19th Aug 2014 08:28
LONDON (Alliance News) - BHP Billiton PLC Tuesday confirmed that it will demerge its aluminium, coal, manganese, nickel and silver assets into a new company, pledging to cut costs and improve the productivity of its remaining businesses in an attempt to boost shareholder returns.
The move, which the mining giant had said it was considering last week, will leave it focused on iron ore, copper, coal, petroleum and potash.
The new company will be listed in Australia and South Africa and will be wholly owned by BHP Billiton's existing shareholders initially. BHP Billiton Chief Financial Officer Graham Kerr will become chief executive while Head of Investor Relations Brendan Harris will become chief financial officer. Both will be based in Perth, Australia. David Crawford will be its chairman, stepping down from the board of BHP Billiton.

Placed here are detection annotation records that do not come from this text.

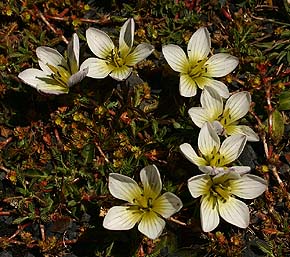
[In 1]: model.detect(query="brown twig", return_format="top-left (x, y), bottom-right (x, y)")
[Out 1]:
top-left (34, 5), bottom-right (68, 44)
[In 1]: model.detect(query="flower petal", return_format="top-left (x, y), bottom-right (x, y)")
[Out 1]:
top-left (179, 143), bottom-right (207, 166)
top-left (188, 107), bottom-right (211, 128)
top-left (103, 206), bottom-right (142, 230)
top-left (220, 135), bottom-right (247, 164)
top-left (224, 91), bottom-right (251, 123)
top-left (198, 122), bottom-right (220, 156)
top-left (218, 197), bottom-right (250, 228)
top-left (140, 165), bottom-right (162, 200)
top-left (18, 68), bottom-right (47, 88)
top-left (86, 28), bottom-right (115, 59)
top-left (67, 33), bottom-right (80, 74)
top-left (200, 195), bottom-right (220, 232)
top-left (230, 174), bottom-right (267, 199)
top-left (68, 67), bottom-right (89, 87)
top-left (193, 76), bottom-right (230, 99)
top-left (179, 74), bottom-right (197, 97)
top-left (109, 173), bottom-right (143, 204)
top-left (152, 192), bottom-right (182, 219)
top-left (162, 44), bottom-right (189, 73)
top-left (198, 166), bottom-right (226, 175)
top-left (80, 58), bottom-right (114, 79)
top-left (204, 53), bottom-right (239, 77)
top-left (187, 28), bottom-right (211, 62)
top-left (18, 69), bottom-right (69, 95)
top-left (119, 18), bottom-right (135, 57)
top-left (188, 174), bottom-right (212, 198)
top-left (225, 166), bottom-right (251, 175)
top-left (138, 211), bottom-right (165, 239)
top-left (226, 125), bottom-right (260, 142)
top-left (200, 86), bottom-right (223, 117)
top-left (109, 65), bottom-right (132, 81)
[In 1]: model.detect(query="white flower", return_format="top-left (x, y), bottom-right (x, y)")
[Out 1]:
top-left (188, 86), bottom-right (259, 141)
top-left (180, 122), bottom-right (250, 175)
top-left (18, 34), bottom-right (88, 95)
top-left (162, 28), bottom-right (239, 98)
top-left (188, 171), bottom-right (267, 232)
top-left (103, 165), bottom-right (182, 239)
top-left (81, 19), bottom-right (154, 80)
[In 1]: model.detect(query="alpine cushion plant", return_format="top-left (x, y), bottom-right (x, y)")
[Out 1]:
top-left (103, 165), bottom-right (182, 239)
top-left (81, 18), bottom-right (154, 81)
top-left (162, 28), bottom-right (239, 98)
top-left (180, 122), bottom-right (250, 175)
top-left (188, 171), bottom-right (267, 232)
top-left (18, 34), bottom-right (88, 95)
top-left (188, 86), bottom-right (259, 141)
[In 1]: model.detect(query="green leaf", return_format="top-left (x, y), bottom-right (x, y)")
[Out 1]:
top-left (278, 90), bottom-right (290, 111)
top-left (12, 216), bottom-right (29, 224)
top-left (82, 144), bottom-right (95, 164)
top-left (271, 110), bottom-right (284, 144)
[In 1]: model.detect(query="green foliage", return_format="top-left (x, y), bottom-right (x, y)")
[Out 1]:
top-left (0, 0), bottom-right (290, 257)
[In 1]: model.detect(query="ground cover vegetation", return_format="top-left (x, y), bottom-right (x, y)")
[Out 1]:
top-left (0, 0), bottom-right (290, 257)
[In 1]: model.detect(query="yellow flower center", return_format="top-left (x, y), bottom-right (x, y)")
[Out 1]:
top-left (46, 64), bottom-right (71, 88)
top-left (133, 194), bottom-right (153, 212)
top-left (219, 110), bottom-right (232, 128)
top-left (204, 147), bottom-right (225, 167)
top-left (107, 47), bottom-right (125, 68)
top-left (188, 58), bottom-right (207, 79)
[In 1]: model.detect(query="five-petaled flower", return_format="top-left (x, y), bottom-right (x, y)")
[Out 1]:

The assets selected for the new company include BHP Billiton's aluminium and manganese businesses and the Cerro Matoso Nickel, Energy Coal South Africa, Illawarra Metallurgical Coal and Cannington Silver-Lead-Zinc mines.
The mining giant has been working to simplify its portfolio of assets for more than a decade. Recently, it had been looking at options in its most recent portfolio review including an asset sale, but said last week that it had decided a demerger was its best option.
"For over a century, BHP Billiton has progressively reshaped its business to maintain its industry leadership. We believe the proposed demerger, if implemented, will accelerate the simplification of the Group's portfolio, provide investors with choice and unlock value in both companies. Our shareholders will have the opportunity to vote on this proposal once the necessary approvals are in place," BHP Billiton Chairman Jac Nasser said in a statement.
"In a single step, we will significantly increase BHP Billiton's focus on the exceptionally large resource basins that underpin its competitive advantage. As we move towards a simpler portfolio, comprised of our pillars of Iron Ore, Copper, Coal, Petroleum and potentially Potash, we will become a higher-margin, higher-return business," Chief Executive Andrew Mackenzie added.
The mining giant said its pretax profit rose to USD22.24 billion in the 12 months to June 30, from USD21.00 billion in the previous year, as revenue rose to USD67.21 billion, from USD65.95 billion and it cut costs. Its net profit rose to USD13.8 billion, from USD11.2 billion.
It said cost efficiencies and productivity-led volume gains were USD2.9 billion in the year, USD1.1 billion more than it had targeted.
"This means we have now delivered more than USD6.6 billion of sustainable productivity-led gains over the last two years."
It also cut capital and exploration spending by 32% to USD15.2 billion, helping it deliver a USD8.1 billion rise in free cash flow despite the fall in commodity prices during the year.
It said the lower average prices for the commodities it mines reduced its underlying earnings before interest and tax by USD3.4 billion. However, the improvement in productivity led to a 9% increase in production during the year.
Its Western Australia iron ore and Queensland coal production exceeded guidance, both rising by more than 20%. It said it had delivered more tonnes from existing infrastructure and growth projects ahead of schedule.
BHP Billiton increased its full-year dividend to 121.0 cents a share, from 116.0 cents last year.
"We will seek to steadily increase or at least maintain the dividend per share in US dollar terms at each half-yearly payment following the demerger, implying a higher payout ratio," it said.
Looking ahead, the company expects that capital and exploration expenditure will fall to approximately USD14.8 billion in the current financial year, and come in no higher than USD14 billion should the proposed demerger be implemented.
BHP Billiton shares were 4.1% lower at 1,983.00 pence Tuesday morning, the biggest faller in the FTSE 100.